Nanobiosensors have been used to monitor the onset of the mitochondrial pathway of apoptosis in a single living cell by detecting enzymatic activity by caspase-9 [24]. Minimally invasive analysis of single live MCF-7 cells for caspase-9 activity was demonstrated using the optical nanobiosensor, which employed a modification of an immunochemical assay format for the immobilization of a non-fluorescent enzyme substrate, Leucine-Glutamic Acid-Histidine-Aspartic Acid-7-amino-4-methyl coumarin (LEHD-AMC). LEHD-AMC covalently attached on the tip of an optical nanobiosensor was cleaved during apoptosis by caspase-9, generating free AMC. An evanescent field excited the cleaved AMC, and the resulting fluorescence signal was detected. By quantitatively monitoring the changes in fluorescence signals, caspase-9 activity within single living MCF-7 cells was detected. Photodynamic therapy (PDT) protocols employing δ-aminolevulinic acid (5-ALA) were used to induce apoptosis in MCF-7 cells. The substrate LEHD-AMC was cleaved by caspase-9, and the released AMC molecules were excited and emitted a fluorescence signal. By comparing the fluorescence from an apoptotic cell and an uninduced control, we detected and identified caspase-9 activity. By comparison of the fluorescence signals from apoptotic cells induced by photodynamic treatment vs. native activity with non-apoptotic cells, we successfully detected caspase-9 activity. Detection of caspase-9 indicates the onset of apoptosis in the cells.

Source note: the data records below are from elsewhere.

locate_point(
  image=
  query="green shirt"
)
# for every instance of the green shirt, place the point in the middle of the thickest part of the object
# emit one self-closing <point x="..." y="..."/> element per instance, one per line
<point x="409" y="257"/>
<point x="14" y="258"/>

The results show that the fluorescence signals obtained from the cells that were both incubated with ALA and photoactivated by laser excitation were much higher than the signal obtained from control groups, i.e., without laser activation of 5-ALA. The presence and detection of cleaved AMC in single live MCF-7 cells as a result of these experiments reflects the presence of caspase-9 activity and the occurrence of apoptosis. These results indicate that apoptosis can be monitored in vitro using optical nanobiosensors in a single living cell. Further, these results additionally demonstrate the potential to examine the efficacy of potential chemotherapeutic agents on single living cells.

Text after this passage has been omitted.